Abstract PO008: Stromal Tumor Infiltrating Lymphocytes (sTILs) as a putative prognostic marker to identify a responsive subset of TNBC in an Indian Breast Cancer Cohort

Abstract

Abstract Objectives: Prognostic significance of stromal tumor infiltrating lymphocytes; sTILs is evaluated to identify a responsive subset of TNBC in an Indian cohort of breast cancer patients. Methods: A retrospective cohort of breast cancer patients from a single onco-surgeon breast cancer clinic treated with uniform treatment strategy across is evaluated for sTILs. FFPE tissue of primary tumor of invasive breast carcinoma are collected with ethical approvals. Tumor sections blinded for subtypes are stained with H&E and scored for sTILs by a pathologist following Immuno-Oncology TILs working groups scoring guidelines. Results: Analysis of 144 primary breast tumors for sTILs scores re-enforces significantly higher infiltration in TNBC tumors than HER2+ve and ER+ve tumors. Higher sTILs scores co-relate with gradually incremental pathological response to therapy specifically in TNBC subset and with better disease-free survival outcomes.

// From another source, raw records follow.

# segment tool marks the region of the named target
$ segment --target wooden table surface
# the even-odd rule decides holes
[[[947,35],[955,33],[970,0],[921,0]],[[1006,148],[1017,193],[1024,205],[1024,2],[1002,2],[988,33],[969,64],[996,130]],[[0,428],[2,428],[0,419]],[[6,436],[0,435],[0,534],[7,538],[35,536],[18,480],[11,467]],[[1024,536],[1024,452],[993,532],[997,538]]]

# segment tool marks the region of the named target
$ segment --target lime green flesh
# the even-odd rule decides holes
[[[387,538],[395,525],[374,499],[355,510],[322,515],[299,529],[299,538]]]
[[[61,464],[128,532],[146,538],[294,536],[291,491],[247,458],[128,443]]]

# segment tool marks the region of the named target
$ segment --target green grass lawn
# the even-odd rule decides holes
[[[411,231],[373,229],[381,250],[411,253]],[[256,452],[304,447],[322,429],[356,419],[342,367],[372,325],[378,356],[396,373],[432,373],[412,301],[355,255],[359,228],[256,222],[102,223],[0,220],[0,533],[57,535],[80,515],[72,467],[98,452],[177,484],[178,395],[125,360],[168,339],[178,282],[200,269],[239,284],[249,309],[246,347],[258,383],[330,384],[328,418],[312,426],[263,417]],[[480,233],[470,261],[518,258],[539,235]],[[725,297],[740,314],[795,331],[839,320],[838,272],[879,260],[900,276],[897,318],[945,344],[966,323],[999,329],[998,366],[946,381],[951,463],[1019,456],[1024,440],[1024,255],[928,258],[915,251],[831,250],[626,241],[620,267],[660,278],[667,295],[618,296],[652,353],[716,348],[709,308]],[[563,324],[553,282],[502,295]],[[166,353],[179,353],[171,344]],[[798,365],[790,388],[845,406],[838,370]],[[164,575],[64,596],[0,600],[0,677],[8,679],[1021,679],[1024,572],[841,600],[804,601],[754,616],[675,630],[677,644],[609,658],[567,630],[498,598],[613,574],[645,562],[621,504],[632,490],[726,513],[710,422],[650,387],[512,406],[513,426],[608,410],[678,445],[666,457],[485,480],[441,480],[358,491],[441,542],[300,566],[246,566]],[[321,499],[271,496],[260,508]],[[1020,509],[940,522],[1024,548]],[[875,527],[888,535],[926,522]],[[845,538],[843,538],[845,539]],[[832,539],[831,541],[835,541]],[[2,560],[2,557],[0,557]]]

Within TNBC, older and post-menopausal patients harbor higher scores of sTILs. Conclusion: Despite a small cohort of breast cancer patients, TNBC subtype reflected significantly higher scores of sTILs with better response to therapy and disease-free outcomes as compared to other breast cancer subtypes. A larger number of breast cancer patients from an Indian cohort will strengthen the findings to establish sTILs as a marker to identify a responsive subset of TNBC. Citation Format: Madhura Kulkarni, Pooja M. Vaid, Anirudha Puntambekar Puntambekar, Rituja A. Banale, Ruhi Reddy, Rohini Unde, Namrata Namewar, Devaki Kelkar, L.S. Shashidhara, C.B. Koppiker. Stromal Tumor Infiltrating Lymphocytes (sTILs) as a putative prognostic marker to identify a responsive subset of TNBC in an Indian Breast Cancer Cohort [abstract]. In: Proceedings of the AACR Virtual Special Conference on the Evolving Tumor Microenvironment in Cancer Progression: Mechanisms and Emerging Therapeutic Opportunities; in association with the Tumor Microenvironment (TME) Working Group; 2021 Jan 11-12. Philadelphia (PA): AACR; Cancer Res 2021;81(5 Suppl):Abstract nr PO008.